Discussions between the Ministry of Interior and the United Nations Assistance Mission in Iraq led to formal legal approval in January and many months of training before the launch.
 
The Swedish Civil Contingencies Agency the United Kingdom Department for International Development, the Japanese government, and the United Nations all offered resources and expertise to develop a small local team. 
 
While there has been urgent need for such a center for almost a year, Sinjari insisted he refused to open the JCC before it was operating according to international standards.
 
“The inauguration was delayed to offer the center enough time to recruit and train its staff,” he said, making clear that its employees are now monitoring the region 24 hours a day, seven days a week.
 
Even so, he told government officials and international partners that “further resources and capacity building will be required to bring the JCC to its full operational capacity.”  He said continued training, equipment, and staff will be needed to monitor a region under pressure from multiple fronts. 
 
The center will need this additional investment because it must not only monitor the region’s humanitarian emergency—as much as a quarter of the population of the KRG is displaced or a refugee—but it must cover any other type of crisis, be it fire, flood, riots, fuel shortages, or recent rumors about Erbil airport closing and poisoned watermelons.
 
It must provide analysis, policy advice, and mobilize money and often knotty logistics between its multiple partners for fast response.

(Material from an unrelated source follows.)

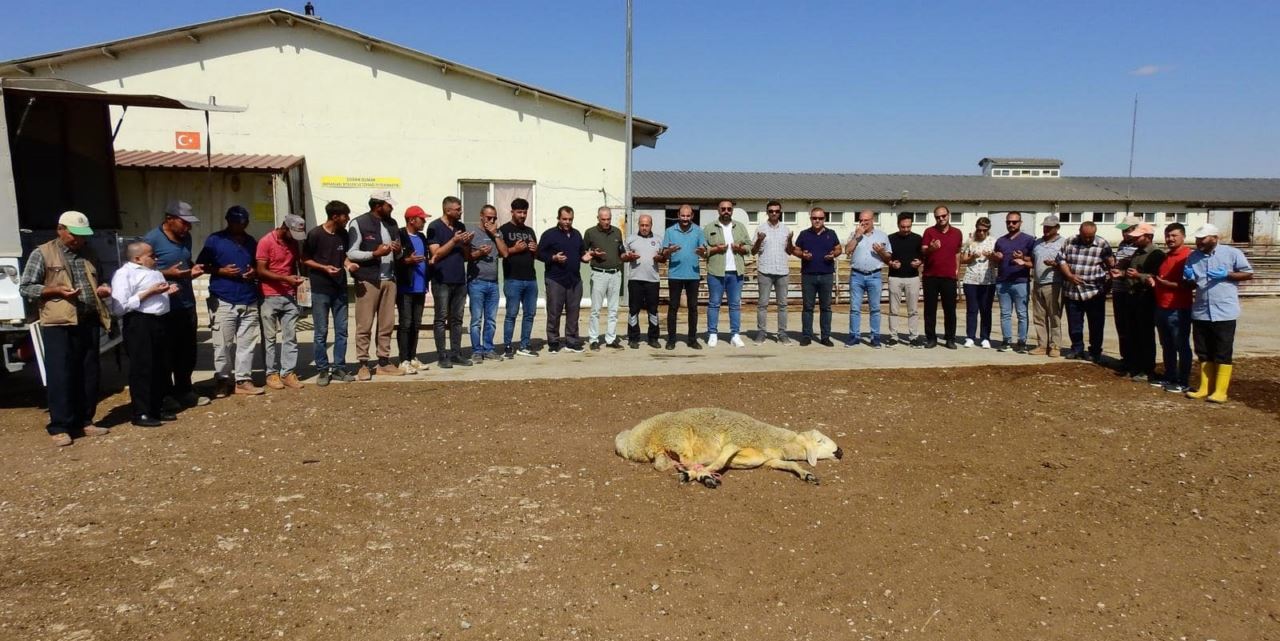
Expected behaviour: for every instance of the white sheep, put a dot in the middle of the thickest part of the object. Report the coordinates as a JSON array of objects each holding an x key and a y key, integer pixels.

The JCC will also have to sync its response with the KRG’s notoriously labyrinthine bureaucracy along with a host of international actors working in the region—itself an arduous task for the JCC’s 12 full-time employees.
 
Speaking on behalf of the United Nations Development Program, Lise Grande insisted the longer-term goal of the JCC would be to make sure the KRG was prepared for future disasters on a number of levels. 
 
“Emergencies can happen at any time or place. Preparedness means taking steps to strengthen the institutions, people and business resilience to humanitarian emergencies and any future man-made or natural hazards,” she said.
 
The United Nations has launched “humanitarian operation centers” in Erbil and Baghdad, both of which will operate parallel to the JCC and are tasked with similar functions, albeit with a narrower scope pertaining to IDPs and refugees.
 
In a region where many actors, both from the government and international community, have been criticized for performing redundant activity and studies, observers hope that the two centers will be able to share data, especially at a time when both the KRG and the UN are desperately seeking additional funding.